Sea mediante presión electoral, poder defensivo o una combinación de ambos, el desafío es el mismo: defender la democracia sin perder la dignidad que la sustenta. Aferrarse exclusivamente al mecanismo de la votación, frente a un poder que lo manipula o lo vacía de contenido, puede terminar prolongando el mal político. Pero permitir que el poder defensivo derive en violencia abierta puede reproducir aquello que se busca superar.

La paz verdadera exige prudencia, firmeza y la capacidad de enfrentar dilemas difíciles sin renunciar a los principios que justifican la lucha. Y exige, además, un discernimiento moral que impida aceptar como ‘paz’ lo que no es más que una quietud impuesta: hacerlo sería incurrir en un riesgo moral profundo, el de contribuir —aunque sea sin quererlo— a que ese orden se naturalice. Esta distorsión de la paz tiene su correlato en otra distorsión igualmente grave: la de la soberanía, que también puede convertirse en un principio vacío cuando se separa de la libertad y de la dignidad.

Las dos caras de la soberanía

En su sentido político, ser soberano significa ejercer la voluntad sobre un territorio. Antes de la modernidad, esa soberanía residía en el rey, que imponía su dominio hacia adentro, sobre sus súbditos, y debía defenderlo hacia afuera frente a otros soberanos que aspiraran a ocupar su espacio. Con la modernidad —fruto de disputas, revoluciones y largos aprendizajes históricos— la soberanía dejó de ser patrimonio de los monarcas y pasó a ser de los pueblos. De allí nacen las nociones de soberanía popular y soberanía nacional: cada comunidad política es soberana para darse el orden institucional que decida hacia adentro, y para ser respetada y reconocida hacia afuera en el concierto de los Estados. La tan repetida —y tantas veces vaciada— expresión “autodeterminación de los pueblos” significa justamente eso: el derecho de cada comunidad política a decidir su destino sin imposiciones externas, afirmando la dignidad de sus ciudadanos y la legitimidad del orden institucional que ellos mismos se otorgan.

Ahora bien, ¿qué ocurre cuando en un país se instala un régimen autocrático y la voluntad del pueblo no puede expresarse democráticamente o es burlada una y otra vez? En tal caso, no puede hablarse de soberanía popular. Pero tampoco de soberanía nacional, pues esta se funda en el respeto que la soberanía de un pueblo exige a otros y está dispuesta a reconocerles. Un régimen autocrático no representa la soberanía nacional, aunque conserve el territorio donde el pueblo —despojado de poder— ya no ejerce soberanía. En su forma extrema, un régimen de este tipo se asemeja en su actuación a una fuerza de ocupación: gobierna como si fuese un poder externo, subordinando a su propio pueblo y reduciéndolo a población sometida. El control del territorio no equivale, pues, a soberanía; sin pueblo libre, solo queda dominio. Si, además, el territorio se fragmenta y ciertas zonas quedan bajo el control de actores armados irregulares, el asunto es aún más grave: el régimen autoritario ni siquiera controla cabalmente el territorio y este tiende a convertirse en un mosaico de poderes fácticos.

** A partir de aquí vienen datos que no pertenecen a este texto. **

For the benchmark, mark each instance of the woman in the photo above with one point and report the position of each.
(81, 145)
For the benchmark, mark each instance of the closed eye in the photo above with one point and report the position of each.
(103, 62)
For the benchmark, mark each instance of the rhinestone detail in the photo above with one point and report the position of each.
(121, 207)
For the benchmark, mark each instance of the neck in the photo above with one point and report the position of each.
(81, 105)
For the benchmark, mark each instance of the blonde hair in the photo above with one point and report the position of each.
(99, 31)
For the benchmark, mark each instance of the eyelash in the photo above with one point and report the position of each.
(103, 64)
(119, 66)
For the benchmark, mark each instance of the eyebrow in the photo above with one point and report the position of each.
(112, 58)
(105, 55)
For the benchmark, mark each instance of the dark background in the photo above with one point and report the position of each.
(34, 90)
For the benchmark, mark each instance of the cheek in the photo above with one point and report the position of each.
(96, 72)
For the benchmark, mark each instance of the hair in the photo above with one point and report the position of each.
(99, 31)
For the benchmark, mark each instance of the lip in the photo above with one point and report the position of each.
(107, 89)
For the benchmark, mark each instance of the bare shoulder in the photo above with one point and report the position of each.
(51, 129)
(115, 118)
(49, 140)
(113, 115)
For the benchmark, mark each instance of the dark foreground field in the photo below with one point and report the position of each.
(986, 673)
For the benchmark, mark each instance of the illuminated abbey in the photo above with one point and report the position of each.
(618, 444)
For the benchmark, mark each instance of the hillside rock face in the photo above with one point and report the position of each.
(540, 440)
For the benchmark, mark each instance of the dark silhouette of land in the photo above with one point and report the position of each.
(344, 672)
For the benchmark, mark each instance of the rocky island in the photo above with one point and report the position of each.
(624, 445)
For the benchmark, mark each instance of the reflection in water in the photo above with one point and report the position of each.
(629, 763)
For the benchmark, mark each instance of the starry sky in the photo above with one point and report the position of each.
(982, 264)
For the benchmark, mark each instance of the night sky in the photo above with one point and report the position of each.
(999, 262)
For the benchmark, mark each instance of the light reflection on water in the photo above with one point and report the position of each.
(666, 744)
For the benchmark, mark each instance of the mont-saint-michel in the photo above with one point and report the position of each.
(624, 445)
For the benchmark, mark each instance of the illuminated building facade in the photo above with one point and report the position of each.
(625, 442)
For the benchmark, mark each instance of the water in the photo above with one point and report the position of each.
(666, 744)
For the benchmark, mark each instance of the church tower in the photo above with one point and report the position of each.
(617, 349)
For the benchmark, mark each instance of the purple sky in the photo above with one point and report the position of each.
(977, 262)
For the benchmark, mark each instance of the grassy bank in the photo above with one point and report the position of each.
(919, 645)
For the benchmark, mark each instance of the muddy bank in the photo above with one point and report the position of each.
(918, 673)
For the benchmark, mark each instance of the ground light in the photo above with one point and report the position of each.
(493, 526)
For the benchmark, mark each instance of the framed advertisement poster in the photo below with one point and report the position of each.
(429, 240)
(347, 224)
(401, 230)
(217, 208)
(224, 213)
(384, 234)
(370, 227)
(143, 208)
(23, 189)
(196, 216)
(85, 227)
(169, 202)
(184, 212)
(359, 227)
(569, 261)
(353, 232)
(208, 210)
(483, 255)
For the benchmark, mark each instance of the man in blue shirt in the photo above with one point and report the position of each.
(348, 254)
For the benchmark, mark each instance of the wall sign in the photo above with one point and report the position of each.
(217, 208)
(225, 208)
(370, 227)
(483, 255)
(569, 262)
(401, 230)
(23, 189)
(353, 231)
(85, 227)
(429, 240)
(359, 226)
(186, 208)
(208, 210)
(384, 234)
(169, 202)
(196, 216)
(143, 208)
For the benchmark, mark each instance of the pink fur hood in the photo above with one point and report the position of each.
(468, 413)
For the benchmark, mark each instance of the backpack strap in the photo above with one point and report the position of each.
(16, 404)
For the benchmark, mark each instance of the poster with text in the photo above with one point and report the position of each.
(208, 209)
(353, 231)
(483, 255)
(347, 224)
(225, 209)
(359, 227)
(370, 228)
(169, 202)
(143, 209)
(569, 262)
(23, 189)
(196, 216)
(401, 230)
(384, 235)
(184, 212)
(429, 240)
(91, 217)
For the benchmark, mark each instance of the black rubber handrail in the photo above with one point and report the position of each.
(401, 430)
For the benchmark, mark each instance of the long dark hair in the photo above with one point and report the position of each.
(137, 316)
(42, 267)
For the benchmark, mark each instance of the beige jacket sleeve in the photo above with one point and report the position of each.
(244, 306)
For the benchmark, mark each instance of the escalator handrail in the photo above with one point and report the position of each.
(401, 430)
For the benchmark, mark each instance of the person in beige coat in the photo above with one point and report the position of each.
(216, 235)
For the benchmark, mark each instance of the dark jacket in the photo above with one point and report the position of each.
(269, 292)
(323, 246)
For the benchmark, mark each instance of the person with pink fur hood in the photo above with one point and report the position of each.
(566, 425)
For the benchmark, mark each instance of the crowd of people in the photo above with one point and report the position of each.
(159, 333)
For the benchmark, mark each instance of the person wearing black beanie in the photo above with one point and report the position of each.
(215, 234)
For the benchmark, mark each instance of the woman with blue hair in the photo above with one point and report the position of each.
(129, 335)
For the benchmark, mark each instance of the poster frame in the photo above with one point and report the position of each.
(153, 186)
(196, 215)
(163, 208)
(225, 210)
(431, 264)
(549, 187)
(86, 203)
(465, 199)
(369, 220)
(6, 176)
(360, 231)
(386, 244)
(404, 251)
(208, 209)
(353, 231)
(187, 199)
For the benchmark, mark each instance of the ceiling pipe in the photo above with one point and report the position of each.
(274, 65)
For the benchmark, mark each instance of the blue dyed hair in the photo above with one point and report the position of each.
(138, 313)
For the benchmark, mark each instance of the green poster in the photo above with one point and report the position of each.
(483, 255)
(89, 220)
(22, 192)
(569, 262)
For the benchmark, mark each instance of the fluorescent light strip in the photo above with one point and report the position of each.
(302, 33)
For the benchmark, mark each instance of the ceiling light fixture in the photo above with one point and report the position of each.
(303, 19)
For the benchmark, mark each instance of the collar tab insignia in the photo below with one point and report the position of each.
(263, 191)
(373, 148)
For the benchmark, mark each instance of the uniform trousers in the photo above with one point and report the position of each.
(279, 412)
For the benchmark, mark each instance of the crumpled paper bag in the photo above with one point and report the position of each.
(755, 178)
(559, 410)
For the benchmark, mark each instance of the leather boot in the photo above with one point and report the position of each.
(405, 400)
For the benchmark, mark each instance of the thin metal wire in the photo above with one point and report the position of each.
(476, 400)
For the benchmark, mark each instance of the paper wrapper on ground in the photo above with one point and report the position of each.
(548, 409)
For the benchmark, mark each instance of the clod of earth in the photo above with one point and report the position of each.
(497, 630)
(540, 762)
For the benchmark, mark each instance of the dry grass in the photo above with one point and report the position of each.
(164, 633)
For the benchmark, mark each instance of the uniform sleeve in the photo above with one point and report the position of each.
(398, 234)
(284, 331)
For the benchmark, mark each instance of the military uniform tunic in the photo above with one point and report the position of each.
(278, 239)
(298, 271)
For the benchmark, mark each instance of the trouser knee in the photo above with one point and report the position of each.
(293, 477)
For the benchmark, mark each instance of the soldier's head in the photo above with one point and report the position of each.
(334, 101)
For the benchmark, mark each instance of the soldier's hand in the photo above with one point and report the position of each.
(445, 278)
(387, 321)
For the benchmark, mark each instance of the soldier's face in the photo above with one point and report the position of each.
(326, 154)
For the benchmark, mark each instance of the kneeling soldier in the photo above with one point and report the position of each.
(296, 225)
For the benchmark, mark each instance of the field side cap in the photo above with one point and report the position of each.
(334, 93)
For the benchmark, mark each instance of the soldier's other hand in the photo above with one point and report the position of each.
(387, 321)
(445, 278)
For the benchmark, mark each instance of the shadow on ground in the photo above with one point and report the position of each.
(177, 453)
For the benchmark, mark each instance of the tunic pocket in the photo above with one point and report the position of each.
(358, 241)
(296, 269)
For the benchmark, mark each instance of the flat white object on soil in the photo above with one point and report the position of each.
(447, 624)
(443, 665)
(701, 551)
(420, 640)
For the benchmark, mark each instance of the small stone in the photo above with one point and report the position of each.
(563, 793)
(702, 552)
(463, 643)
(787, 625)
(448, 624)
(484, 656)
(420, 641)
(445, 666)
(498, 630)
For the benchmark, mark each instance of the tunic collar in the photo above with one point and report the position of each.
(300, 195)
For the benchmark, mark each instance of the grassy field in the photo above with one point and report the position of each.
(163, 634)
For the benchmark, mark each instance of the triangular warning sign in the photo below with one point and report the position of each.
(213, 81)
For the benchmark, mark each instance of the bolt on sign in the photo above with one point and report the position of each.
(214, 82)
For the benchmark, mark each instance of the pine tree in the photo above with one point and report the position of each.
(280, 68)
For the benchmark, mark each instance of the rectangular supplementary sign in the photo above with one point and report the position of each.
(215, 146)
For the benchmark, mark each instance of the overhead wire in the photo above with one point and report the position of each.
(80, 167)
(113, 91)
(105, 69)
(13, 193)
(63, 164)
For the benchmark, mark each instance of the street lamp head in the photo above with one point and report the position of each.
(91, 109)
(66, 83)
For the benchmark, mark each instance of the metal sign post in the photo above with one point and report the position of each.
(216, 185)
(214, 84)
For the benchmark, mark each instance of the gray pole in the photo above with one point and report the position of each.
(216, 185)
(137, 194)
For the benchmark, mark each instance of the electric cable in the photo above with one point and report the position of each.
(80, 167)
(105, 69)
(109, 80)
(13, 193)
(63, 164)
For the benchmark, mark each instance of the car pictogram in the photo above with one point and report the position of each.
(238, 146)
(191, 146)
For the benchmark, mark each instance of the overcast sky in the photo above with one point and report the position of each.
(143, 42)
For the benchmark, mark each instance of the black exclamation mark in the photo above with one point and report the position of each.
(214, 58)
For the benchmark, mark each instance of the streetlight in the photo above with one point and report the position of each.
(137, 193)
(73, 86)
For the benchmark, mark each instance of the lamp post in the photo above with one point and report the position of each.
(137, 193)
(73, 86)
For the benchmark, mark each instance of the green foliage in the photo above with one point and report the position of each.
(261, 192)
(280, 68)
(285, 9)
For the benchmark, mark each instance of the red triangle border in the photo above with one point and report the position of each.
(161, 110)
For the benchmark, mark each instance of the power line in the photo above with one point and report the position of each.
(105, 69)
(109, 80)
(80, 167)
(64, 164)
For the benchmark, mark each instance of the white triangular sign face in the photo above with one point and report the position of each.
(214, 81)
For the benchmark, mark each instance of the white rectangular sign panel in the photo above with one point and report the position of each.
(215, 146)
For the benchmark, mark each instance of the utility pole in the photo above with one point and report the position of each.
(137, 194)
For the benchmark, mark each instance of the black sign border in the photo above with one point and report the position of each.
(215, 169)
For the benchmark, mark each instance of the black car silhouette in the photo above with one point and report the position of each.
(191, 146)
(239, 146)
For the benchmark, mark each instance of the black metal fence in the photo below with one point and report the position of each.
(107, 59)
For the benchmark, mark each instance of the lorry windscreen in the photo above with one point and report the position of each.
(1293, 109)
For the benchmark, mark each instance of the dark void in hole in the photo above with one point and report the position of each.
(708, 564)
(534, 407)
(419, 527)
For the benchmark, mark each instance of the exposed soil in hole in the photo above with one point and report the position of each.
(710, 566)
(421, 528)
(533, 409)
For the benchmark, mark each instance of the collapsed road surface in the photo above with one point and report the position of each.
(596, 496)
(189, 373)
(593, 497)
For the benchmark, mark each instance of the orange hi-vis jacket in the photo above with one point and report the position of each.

De estos argumentos se desprenden varios asuntos relevantes y difíciles. Uno de ellos es que la soberanía no puede concebirse como absoluta: debe estar subordinada a valores fundamentales como la libertad y la dignidad. En última instancia, lo que otorga legitimidad a la soberanía popular y a la democracia es la protección de la libertad individual de todos, porque solo así se preserva el sentido moral de la acción colectiva. Sin embargo, en la práctica las fronteras entre soberanía, dominio y legitimidad suelen ser borrosas, y los Estados combinan elementos de cada uno en proporciones variables. 

Por eso, lo dicho hasta aquí tiene más de normativo que de descriptivo: son pocos los países donde la soberanía popular y los derechos humanos se respetan plenamente. Persisten regímenes abiertamente autoritarios y han surgido otros nuevos que, pese a negar la soberanía popular en su interior, siguen formando parte de la institucionalidad internacional y se benefician de su reconocimiento. Mientras tanto, las sociedades que conciben los derechos humanos como universales pueden hacer muy poco para defender a quienes padecen bajo esos regímenes, que pervierten la idea de soberanía —reducida a mero dominio social y territorial— para perpetuarse en el poder. La institucionalidad internacional creada para enfrentar situaciones como estas nunca ha sido realmente eficaz y, al parecer, lo es cada vez menos. El desafío, sin embargo, no está en eliminarla —¿con qué la sustituiríamos? — sino en perfeccionarla.

Otro asunto delicado es si un pueblo, en ejercicio de una soberanía usurpada, recibiera apoyo de otros países: ¿estaría renunciando por ello, aunque sea parcialmente, a su soberanía? La respuesta es negativa. La historia muestra cómo muchos pueblos han alcanzado o recuperado su capacidad de autodeterminación gracias al respaldo externo. Ese apoyo no implica pérdida de soberanía; por el contrario, puede ser un instrumento para restaurarla cuando ha sido arrebatada. Es cierto que tales respaldos nunca son gratuitos: implican intereses, compromisos y costos que deben asumirse. Pero ello no hace sino confirmar que la libertad siempre tiene un precio, en múltiples dimensiones: exige sacrificios internos, negociaciones externas y, sobre todo, la voluntad firme de un pueblo de sostener su derecho a decidir su destino. Lo decisivo es que las condiciones de cualquier apoyo solo pueden considerarse legítimas cuando son negociadas por un gobierno democrático, en libertad, una vez recuperada la soberanía popular. 

Aceptar como “soberanía” lo que no es más que dominio constituye un riesgo moral profundo: contribuye, aunque sea involuntariamente, a la normalización de un orden injusto. La soberanía no se pierde por pedir ayuda; se pierde cuando se renuncia a la libertad que la hace posible.

Cierre: una brújula moral para la acción

En última instancia, la tensión entre convicción y responsabilidad no es un dilema reservado a los políticos: es la condición misma de toda acción pública. La convicción sin responsabilidad puede derivar en fanatismo; la responsabilidad sin convicción, en oportunismo. Entre ambos extremos se juega la posibilidad de una política que no renuncie a sus principios ni se extravíe en la táctica.

Frente al mal político, a la paz aparente y a la soberanía usurpada, esta articulación se vuelve indispensable. Solo una política capaz de sostener valores y asumir consecuencias puede abrir camino hacia un orden justo. La tarea no es elegir entre convicción o responsabilidad, sino hacer de esa tensión una brújula moral.

Porque, al final, la política solo merece ese nombre cuando se hace cargo de la dignidad humana y responde por ella. Todo lo demás es poder sin política.